PHNOM PENH - Cambodian staff at the cash-strapped war crimes trial of ex-Khmer Rouge leaders have threatened to strike over unpaid wages, an official said Thursday, after the UN chief warned the court could fold.
Proceedings against former regime leaders have been beset by cash shortages and delays, prompting United Nations' Secretary-General Ban Ki Moon on Wednesday to appeal for international donors to step in.
Some 250 Cambodian staff, including judges and prosecutors, have not been paid since June and around 100 of them have said they will strike from Sunday, court spokesman Neth Pheaktra told AFP.
They will stop work "from Sept 1 until a solution is found and they are paid their late salaries", he added.
The tribunal has been frequently short of cash since it was set up in 2006 to push for justice for the deaths of up to two million people under the hardline communist regime in the late 1970s.

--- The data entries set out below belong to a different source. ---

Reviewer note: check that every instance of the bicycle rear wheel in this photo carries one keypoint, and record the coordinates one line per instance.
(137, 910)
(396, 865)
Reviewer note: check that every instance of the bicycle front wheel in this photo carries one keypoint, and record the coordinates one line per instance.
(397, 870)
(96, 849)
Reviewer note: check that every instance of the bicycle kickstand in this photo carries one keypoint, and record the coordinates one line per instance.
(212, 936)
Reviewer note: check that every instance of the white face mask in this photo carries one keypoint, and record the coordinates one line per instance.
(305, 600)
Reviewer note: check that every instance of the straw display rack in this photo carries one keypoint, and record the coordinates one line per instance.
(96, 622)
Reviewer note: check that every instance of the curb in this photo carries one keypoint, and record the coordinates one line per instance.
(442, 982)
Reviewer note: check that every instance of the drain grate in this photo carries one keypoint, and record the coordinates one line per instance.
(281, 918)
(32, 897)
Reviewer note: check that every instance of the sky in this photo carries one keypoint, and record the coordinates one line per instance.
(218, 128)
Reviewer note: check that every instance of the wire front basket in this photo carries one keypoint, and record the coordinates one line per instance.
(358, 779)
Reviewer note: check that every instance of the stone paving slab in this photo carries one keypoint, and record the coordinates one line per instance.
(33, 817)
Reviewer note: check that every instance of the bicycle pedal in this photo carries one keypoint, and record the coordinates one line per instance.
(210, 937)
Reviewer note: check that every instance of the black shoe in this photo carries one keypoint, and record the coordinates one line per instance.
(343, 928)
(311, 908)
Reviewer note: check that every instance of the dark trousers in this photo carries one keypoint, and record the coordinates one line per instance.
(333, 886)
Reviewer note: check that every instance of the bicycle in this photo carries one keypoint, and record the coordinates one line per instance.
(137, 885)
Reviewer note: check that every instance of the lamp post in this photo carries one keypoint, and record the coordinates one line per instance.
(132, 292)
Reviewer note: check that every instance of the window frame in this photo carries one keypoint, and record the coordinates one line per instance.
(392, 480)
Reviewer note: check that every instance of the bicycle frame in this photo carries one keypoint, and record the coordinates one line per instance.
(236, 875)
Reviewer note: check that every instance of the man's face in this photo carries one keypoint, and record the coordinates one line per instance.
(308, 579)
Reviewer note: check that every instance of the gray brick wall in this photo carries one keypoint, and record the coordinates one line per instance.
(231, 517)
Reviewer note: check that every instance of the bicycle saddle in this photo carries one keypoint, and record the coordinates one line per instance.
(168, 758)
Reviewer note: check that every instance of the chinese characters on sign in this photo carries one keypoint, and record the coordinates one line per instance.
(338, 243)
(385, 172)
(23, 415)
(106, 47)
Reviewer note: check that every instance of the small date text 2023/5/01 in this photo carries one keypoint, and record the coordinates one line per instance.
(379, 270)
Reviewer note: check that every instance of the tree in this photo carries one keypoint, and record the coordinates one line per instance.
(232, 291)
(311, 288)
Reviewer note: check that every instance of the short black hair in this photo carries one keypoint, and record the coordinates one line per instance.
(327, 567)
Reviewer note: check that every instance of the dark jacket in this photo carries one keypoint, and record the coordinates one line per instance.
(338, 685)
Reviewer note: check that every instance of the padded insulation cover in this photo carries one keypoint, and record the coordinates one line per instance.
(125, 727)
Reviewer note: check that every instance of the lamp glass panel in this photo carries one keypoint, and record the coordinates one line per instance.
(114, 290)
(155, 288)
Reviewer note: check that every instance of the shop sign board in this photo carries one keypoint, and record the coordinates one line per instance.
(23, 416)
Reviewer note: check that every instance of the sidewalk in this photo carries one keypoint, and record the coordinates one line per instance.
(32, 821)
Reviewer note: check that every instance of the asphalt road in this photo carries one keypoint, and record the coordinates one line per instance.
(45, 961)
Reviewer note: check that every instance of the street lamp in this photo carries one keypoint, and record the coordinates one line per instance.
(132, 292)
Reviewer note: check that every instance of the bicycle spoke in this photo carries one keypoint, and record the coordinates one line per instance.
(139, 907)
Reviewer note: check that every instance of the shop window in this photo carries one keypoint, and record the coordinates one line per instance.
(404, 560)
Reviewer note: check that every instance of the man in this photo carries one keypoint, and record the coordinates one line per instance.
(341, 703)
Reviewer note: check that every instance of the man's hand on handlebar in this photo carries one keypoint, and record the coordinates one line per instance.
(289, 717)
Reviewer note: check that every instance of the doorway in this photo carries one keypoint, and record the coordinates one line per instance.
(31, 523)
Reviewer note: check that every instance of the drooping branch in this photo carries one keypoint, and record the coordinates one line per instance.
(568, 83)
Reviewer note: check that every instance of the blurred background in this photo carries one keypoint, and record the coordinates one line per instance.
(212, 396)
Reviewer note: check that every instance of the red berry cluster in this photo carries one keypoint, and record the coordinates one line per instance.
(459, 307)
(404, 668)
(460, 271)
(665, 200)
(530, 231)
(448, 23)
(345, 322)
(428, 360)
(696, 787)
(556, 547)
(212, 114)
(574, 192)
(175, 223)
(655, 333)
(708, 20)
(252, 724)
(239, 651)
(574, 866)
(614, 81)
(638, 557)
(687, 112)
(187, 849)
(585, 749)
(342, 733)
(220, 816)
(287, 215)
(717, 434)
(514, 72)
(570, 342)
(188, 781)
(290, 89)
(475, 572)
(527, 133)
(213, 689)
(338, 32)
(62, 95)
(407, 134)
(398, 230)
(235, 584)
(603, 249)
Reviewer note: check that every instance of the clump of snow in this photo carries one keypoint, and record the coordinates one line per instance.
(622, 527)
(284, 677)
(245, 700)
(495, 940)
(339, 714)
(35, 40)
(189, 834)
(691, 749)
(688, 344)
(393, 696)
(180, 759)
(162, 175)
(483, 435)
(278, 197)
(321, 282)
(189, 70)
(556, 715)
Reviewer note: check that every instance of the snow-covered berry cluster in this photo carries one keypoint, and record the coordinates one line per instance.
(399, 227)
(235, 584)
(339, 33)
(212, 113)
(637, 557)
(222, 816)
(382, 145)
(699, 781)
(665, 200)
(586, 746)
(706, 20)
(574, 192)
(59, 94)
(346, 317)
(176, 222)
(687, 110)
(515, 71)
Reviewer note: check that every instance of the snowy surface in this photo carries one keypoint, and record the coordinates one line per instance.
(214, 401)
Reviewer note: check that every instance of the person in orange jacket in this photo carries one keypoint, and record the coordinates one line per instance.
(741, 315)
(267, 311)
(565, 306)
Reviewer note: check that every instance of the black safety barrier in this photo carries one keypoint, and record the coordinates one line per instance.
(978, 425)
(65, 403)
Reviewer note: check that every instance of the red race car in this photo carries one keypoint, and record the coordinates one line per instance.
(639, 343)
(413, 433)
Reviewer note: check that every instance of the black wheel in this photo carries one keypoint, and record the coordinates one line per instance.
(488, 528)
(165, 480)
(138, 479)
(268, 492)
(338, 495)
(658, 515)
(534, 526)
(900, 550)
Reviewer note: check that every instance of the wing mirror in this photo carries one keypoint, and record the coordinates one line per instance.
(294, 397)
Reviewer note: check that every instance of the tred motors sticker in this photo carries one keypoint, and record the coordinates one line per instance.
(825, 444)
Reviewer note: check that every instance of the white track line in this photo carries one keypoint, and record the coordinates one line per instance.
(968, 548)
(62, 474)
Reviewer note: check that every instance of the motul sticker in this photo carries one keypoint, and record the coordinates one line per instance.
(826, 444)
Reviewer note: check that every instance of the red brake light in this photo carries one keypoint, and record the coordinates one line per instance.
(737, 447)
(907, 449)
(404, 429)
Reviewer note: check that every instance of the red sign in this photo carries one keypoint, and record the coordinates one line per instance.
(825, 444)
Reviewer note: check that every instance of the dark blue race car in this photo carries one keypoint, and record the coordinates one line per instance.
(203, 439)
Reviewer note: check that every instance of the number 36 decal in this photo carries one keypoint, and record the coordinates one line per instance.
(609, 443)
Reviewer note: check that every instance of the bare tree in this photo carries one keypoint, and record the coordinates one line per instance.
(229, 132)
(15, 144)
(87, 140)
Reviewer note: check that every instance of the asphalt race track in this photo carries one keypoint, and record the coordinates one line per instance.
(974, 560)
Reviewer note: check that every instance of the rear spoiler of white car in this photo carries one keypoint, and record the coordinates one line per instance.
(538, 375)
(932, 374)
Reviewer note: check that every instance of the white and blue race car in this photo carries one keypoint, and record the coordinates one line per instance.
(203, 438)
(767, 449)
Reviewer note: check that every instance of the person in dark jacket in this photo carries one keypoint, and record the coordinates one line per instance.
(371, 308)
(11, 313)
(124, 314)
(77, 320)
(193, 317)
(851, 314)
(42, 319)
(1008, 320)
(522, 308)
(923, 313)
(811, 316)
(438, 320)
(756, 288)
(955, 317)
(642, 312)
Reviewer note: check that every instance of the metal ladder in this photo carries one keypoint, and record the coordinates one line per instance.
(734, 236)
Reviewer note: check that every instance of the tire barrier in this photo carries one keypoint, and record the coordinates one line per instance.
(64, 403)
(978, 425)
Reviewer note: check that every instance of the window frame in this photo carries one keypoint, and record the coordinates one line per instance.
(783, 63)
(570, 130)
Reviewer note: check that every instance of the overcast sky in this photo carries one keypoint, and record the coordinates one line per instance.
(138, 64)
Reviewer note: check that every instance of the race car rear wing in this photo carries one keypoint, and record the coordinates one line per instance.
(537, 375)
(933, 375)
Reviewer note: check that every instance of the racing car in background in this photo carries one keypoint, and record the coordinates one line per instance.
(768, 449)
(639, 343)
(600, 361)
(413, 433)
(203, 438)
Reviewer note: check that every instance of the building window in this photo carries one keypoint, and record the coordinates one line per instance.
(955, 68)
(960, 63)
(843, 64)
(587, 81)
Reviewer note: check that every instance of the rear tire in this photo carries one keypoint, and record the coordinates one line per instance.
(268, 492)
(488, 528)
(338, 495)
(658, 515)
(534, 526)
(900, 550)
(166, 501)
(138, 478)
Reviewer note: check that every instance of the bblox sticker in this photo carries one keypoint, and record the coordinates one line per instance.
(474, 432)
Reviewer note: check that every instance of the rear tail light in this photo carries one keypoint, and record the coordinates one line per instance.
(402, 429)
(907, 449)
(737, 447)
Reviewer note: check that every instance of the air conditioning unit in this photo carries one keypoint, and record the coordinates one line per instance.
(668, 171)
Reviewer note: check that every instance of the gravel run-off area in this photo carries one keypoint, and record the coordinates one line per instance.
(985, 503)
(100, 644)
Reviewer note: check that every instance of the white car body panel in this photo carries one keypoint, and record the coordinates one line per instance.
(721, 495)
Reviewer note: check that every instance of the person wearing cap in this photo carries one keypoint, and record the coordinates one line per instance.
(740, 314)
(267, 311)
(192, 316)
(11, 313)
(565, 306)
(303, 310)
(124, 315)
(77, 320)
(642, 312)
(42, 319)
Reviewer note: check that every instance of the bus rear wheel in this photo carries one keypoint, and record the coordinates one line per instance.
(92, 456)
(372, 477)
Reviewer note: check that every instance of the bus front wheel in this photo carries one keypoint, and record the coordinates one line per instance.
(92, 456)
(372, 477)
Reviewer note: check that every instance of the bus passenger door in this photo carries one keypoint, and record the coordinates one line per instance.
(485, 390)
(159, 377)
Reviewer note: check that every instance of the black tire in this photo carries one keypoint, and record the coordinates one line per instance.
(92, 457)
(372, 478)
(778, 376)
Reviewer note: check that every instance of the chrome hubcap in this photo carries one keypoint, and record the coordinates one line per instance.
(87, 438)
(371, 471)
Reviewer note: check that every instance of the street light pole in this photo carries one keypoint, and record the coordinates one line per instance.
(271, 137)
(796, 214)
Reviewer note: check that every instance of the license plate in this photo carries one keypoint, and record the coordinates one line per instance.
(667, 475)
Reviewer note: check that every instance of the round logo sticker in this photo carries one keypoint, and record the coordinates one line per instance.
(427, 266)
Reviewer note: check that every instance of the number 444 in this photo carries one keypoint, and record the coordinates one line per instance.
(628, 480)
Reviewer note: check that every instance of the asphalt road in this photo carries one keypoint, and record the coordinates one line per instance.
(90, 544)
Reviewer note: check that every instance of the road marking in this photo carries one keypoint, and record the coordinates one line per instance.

The Cambodian side of the hybrid tribunal - whose top donors include Japan, the European Union and Australia - urgently needs around US$3 million (S$3.8 million) to cover costs for 2013, Mr Pheaktra said.
The gravity of the funding crunch prompted Mr Ban's intervention on Wednesday.
"The very survival of the court is now in question. Financial failure would be a tragedy for the people of Cambodia, who have waited so long for justice," Mr Ban said according to a UN statement.
"This Court has achieved important successes in prosecuting the brutal crimes committed by the Khmer Rouge regime. Yet, today, the Court is in crisis," he said, adding funds have "run dry".
The court was forced to suspend proceedings for about two weeks in March after a strike over unpaid wages.
The trial has also been hit by a string of high-profile resignations amid allegations of political meddling, as well as concerns about slow progress due to the octogenarian defendants' ill health.
Regime co-founder Ieng Sary died in March at the age of 87, escaping a court judgement over his role in the regime's reign of terror, and adding to doubts about whether other top leaders would live to face verdicts.
Two defendants - Khmer Rouge "Brother Number Two" Nuon Chea, 87, and former head of state Khieu Samphan, 82, - are currently on trial for roles in the regime.
Both deny charges of war crimes, genocide and crimes against humanity.
Led by "Brother Number One" Pol Pot, who died in 1998, the Khmer Rouge wiped out nearly a quarter of Cambodia's population through starvation, overwork or execution in a bid to create an agrarian utopia during their 1975-79 rule.